Introduction: Open Face Bird Feeder

About: Woodworking gadget fan, photographer, husband, cyclist, kayaking SUP riding real ale drinker. More of this stuff is over at my Instagram.

I have a number of bird feeders in the tree in our front garden. The trouble is that our local robins never eat from them, they are always on the scraps that fall on the ground.

Doing a little research I found that robins will feed from tables or open feeders, I wanted something to hang from the tree so decided I would make an open feeder.


A bandsaw
A log not too big to go through your bandsaw
Some wood glue
A few screws (optional)
Some rope to hang the feeder
4 x screw in eyes
A drill with drill bit to make the holes for rope

Step 1: The Woodwork Step

The woodworking steps are very similar to making a bandsaw box.

Everything in this step was done freehand on the bandsaw (carefully).

First off I wanted to get the two ends flat and parallel to each other. For this I used a 13 mm 6 tpi blade.
As this is 'just' a bird feeder I didn't actually measure anything and did it by eye.
Once the log was squared off I chopped both ends off at about 15 mm thickness.
I marked out the section to be removed and because the curves were a little tighter, swapped out the blade for a 6 mm 10 tpi blade.

This was the first time I had made a cut of this depth using the band saw, and I was incredibly impressed with how it sliced through 220 mm of green oak.
The first curve was a little more open than I had planned, I don't think I was putting enough forward pressure with the turning pressure. However, the cut was perfectly 90º upright through the whole cut.

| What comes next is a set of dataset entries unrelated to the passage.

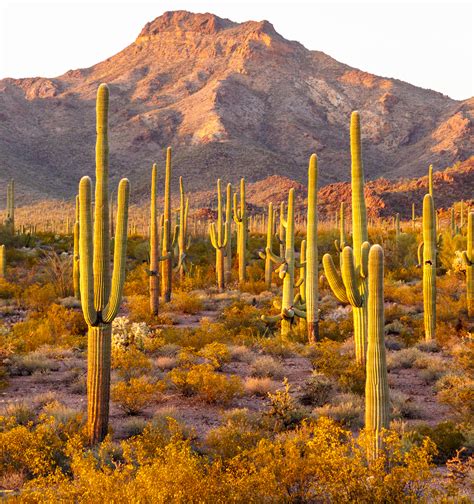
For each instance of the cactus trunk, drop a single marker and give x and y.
(377, 413)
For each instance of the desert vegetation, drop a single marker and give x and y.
(253, 356)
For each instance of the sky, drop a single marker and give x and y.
(428, 43)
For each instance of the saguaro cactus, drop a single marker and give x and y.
(219, 239)
(100, 294)
(468, 257)
(286, 269)
(240, 218)
(269, 246)
(183, 239)
(3, 261)
(427, 250)
(167, 242)
(377, 412)
(311, 282)
(228, 223)
(352, 287)
(75, 258)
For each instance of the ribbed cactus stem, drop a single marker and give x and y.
(3, 261)
(429, 267)
(312, 275)
(468, 257)
(75, 258)
(377, 412)
(241, 220)
(100, 294)
(167, 242)
(154, 281)
(228, 224)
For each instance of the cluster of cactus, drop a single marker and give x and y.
(10, 218)
(220, 233)
(377, 403)
(101, 292)
(468, 258)
(351, 285)
(241, 221)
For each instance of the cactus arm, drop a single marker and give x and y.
(85, 252)
(334, 280)
(349, 278)
(120, 252)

I could now reattach the end pieces to close off the box. This was done with some waterproof wood glue and a couple of stainless screws. I left it clamped overnight to make sure the glue set.

Step 2: Stringing It Up

This step was a little tricky as I wanted to make sure that the feeder couldn't tip forward and spill out all the food or tip back and make it so the birds wouldn't be able to perch and feed.
I decided to go with 4 screw in eyes, this allowed me to tie on 4 suspension lines. These lines were run through holes in a top bar.
The conjunction of the 4 lines and top bar made it possible to balance the feeder front to back and left to right.

I was able to get it perfectly balanced on the single hanging line passed through the top bar.

Step 3: Feeders First Visitor

SUCCESS, the feeder had only been up about an hour and I got the first visitor, a very skittish robin came in and fed 4 or 5 times.